Since tabletop war games have traditionally often used hexes and cardboard chits, computer wargames have doggedly followed the same paradigm, using the CPU's processing power to remember rules and calculate formulas. The genre was stultifyingly homogenous until Sid Meier's Gettysburg came along and presented a real time Civil War battle with all the detail and earnestness of a wargame. But it was bound by another tradition of wargames, namely that it limited itself to a single scale. Meier has always said that he doesn't feel tactical and strategic level gameplay can coexist smoothly. So Gettysburg was just a battle in a bottle - it was a real time diorama, featuring combat that was entirely self-contained and without consequence.

That was three years ago. Fast forward to today. Enter the ingenious Brits at Creative Assembly. Their contribution to wargaming, Shogun: Total War, is every bit as earnest and detailed as Gettysburg. But it is also wrapped in a sweeping strategic shell that recreates the warring clans of 16th Century Feudal Japan. In Shogun, the tactical and strategic level of wargaming exist side by side in one of the most viscerally thrilling and visually impressive wargames you'll ever see.
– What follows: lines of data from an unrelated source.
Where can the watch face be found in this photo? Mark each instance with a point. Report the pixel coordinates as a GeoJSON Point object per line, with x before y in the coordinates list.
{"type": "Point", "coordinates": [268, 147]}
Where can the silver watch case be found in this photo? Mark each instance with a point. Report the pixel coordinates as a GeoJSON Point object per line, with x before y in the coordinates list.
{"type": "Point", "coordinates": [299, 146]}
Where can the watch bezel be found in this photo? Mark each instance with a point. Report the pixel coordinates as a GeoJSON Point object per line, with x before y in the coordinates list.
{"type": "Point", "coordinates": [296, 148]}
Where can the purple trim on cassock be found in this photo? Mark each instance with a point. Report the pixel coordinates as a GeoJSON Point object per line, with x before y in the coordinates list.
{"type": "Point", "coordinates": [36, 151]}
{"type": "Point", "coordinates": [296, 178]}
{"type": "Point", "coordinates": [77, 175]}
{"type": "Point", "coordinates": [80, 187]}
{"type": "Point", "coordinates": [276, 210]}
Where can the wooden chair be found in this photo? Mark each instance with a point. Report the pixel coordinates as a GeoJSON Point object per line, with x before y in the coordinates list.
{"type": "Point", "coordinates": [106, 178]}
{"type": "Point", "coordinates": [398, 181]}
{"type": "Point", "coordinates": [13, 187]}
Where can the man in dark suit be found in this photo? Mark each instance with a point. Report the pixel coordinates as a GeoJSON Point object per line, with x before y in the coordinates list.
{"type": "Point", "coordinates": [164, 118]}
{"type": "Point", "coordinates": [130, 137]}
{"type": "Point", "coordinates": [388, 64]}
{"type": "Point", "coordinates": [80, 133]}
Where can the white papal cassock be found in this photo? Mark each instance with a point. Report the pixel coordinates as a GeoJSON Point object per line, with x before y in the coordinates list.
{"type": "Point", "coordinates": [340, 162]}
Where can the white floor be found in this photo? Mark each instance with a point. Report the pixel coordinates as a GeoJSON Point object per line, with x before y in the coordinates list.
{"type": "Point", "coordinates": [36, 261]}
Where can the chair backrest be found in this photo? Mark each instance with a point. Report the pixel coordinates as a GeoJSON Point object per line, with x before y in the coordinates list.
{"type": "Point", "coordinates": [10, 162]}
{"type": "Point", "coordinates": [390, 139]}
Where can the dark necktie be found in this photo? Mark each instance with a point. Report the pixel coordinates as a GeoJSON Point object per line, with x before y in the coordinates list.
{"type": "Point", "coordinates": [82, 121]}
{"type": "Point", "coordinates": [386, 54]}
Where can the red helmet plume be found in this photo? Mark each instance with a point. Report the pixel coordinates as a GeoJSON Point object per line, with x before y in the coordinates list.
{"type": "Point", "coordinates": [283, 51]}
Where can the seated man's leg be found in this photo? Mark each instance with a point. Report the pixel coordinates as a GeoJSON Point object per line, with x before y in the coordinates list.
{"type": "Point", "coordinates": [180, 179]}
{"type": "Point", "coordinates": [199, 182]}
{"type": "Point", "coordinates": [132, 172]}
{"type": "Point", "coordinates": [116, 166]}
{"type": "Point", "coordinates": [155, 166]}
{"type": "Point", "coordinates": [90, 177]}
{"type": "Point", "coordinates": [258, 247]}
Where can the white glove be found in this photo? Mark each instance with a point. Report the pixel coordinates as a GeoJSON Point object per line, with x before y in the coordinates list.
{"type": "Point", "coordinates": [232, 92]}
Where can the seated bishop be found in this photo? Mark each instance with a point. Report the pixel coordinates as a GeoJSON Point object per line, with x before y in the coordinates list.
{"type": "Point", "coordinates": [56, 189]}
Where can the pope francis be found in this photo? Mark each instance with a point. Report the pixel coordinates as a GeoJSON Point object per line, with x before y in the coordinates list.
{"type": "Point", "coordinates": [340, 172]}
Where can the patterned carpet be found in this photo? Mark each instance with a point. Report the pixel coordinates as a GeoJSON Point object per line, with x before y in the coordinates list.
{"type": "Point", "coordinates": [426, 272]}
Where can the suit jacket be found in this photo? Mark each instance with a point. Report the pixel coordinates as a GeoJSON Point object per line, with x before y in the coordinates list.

The kernel of Shogun is a beautiful real time battle engine that allows for combat between literally thousands of men at a time, each represented by his own sprite. The battles are made manageable by a system of flexible formations that allow you to quickly organize your armies in one of the stock formations or meticulously place all the pieces yourself. As you're entering a battle, it's as easy as hitting a hotkey to select all your units and then hitting a second hotkey to assign them a formation; your troops take it from there. Alternatively, you can place your highly trained monks off to one flank, stretch a thin line of spear-wielding infantry across a broad front to shield the archers occupying a hilltop, and then arrange your cavalry in a wedge formation ready to charge down the slope. Of course, once the battle is joined, things get appropriately messy. The way you interface with the units and the 3D terrain gives the game a very organic, fluid feel that lifts wargaming above the restriction of hexes without robbing it of any depth.